I understand completely that it may be difficult to tell a friend, "Hey, these centerpieces aren't really my style. Can we think about adding lollipops?" But that doesn't mean it's impossible.

Disagreeing or having hard conversations are part of friendship. You can do that with dignity and grace and hopefully move forward.

Also (and this will betray my feelings about weddings), so what if someone does it a little differently than you imagined? Aren't people more important than chair covers and floral arrangements?

And then there's the fact that this person might stumble across a rawer, not-so-nice version of you in the bride moments. But that's okay. Most of the time, when we are vulnerable, it actually draws people closer rather than pushing them away.

I think so many of us desire community and belonging. But that can only be developed in time spent together, important moments shared, and conflicts resolved. Why continue to promote isolation and individualism just to possibly make your wedding planning experience a touch easier?

Our Problem with Strangers 

But then, why would it be easier with a stranger as a wedding planner? Well, my takeaway from the conversation is that you can be a straight shooter and say whatever you want without having to worry about their feelings. (Sound like any presidential candidates you know?)

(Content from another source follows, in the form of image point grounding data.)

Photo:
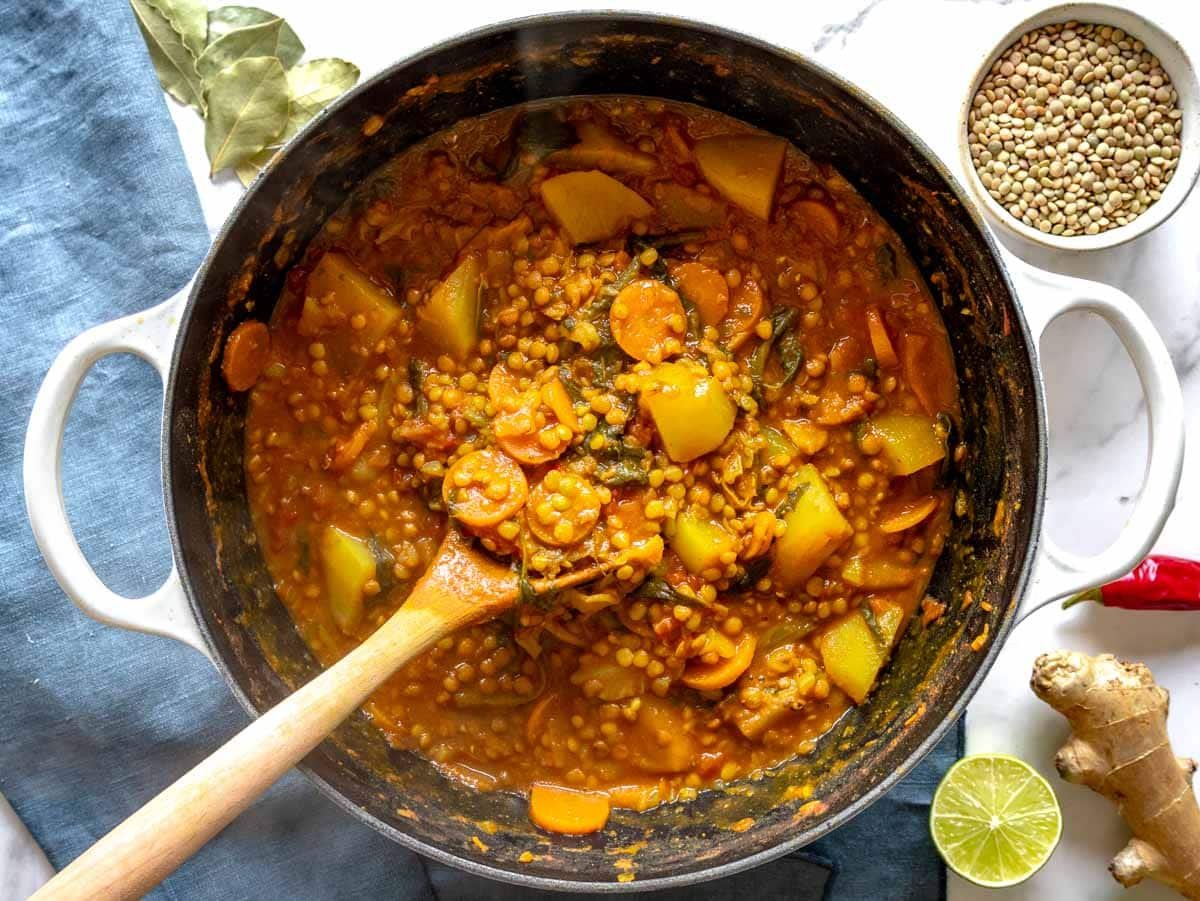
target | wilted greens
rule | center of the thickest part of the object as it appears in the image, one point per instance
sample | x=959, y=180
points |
x=239, y=67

This whole premise startled and disturbed me a little bit. Because if you're just looking for someone you can be rude to without consequence... well, that's actually not a thing, folks. You may be thinking of a robot, not a human who happens to be a stranger.

Because I write and think a lot about immigration, it made me wonder how we can talk about welcoming the strangers when in reality, people think of strangers as someone you don't really need to worry about. You can boss them around, spill your unfiltered thoughts and feelings, and keep on trucking.

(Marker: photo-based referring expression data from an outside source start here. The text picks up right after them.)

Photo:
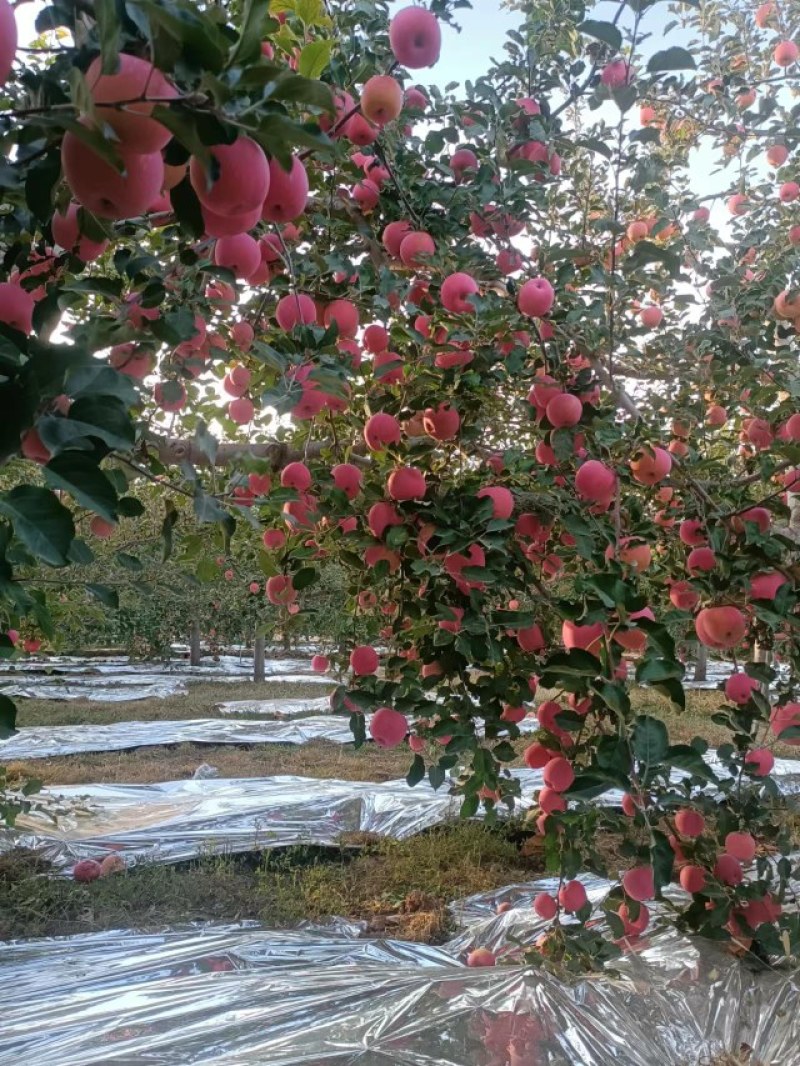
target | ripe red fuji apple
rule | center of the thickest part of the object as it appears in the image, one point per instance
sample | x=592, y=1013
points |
x=741, y=845
x=67, y=236
x=415, y=37
x=785, y=717
x=382, y=99
x=294, y=309
x=406, y=483
x=651, y=467
x=689, y=823
x=288, y=192
x=456, y=292
x=572, y=897
x=8, y=39
x=481, y=956
x=86, y=870
x=785, y=53
x=388, y=727
x=16, y=307
x=381, y=430
x=280, y=590
x=502, y=500
x=536, y=297
x=240, y=254
x=106, y=191
x=728, y=869
x=241, y=410
x=720, y=627
x=297, y=475
x=758, y=762
x=242, y=179
x=364, y=660
x=639, y=884
x=415, y=247
x=739, y=688
x=136, y=79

I just keep thinking that I want to treat both my friends and strangers better. I want to invite friends into the reality of my life, let them see me in some of my more stressed out moments and have those hard conversations when needed. And I want to be extra kind to the strangers I encounter at preschool pick-up, Sonic, and everywhere in between.

What do you think? Would you hire a wedding planner who was a friend or go with a stranger?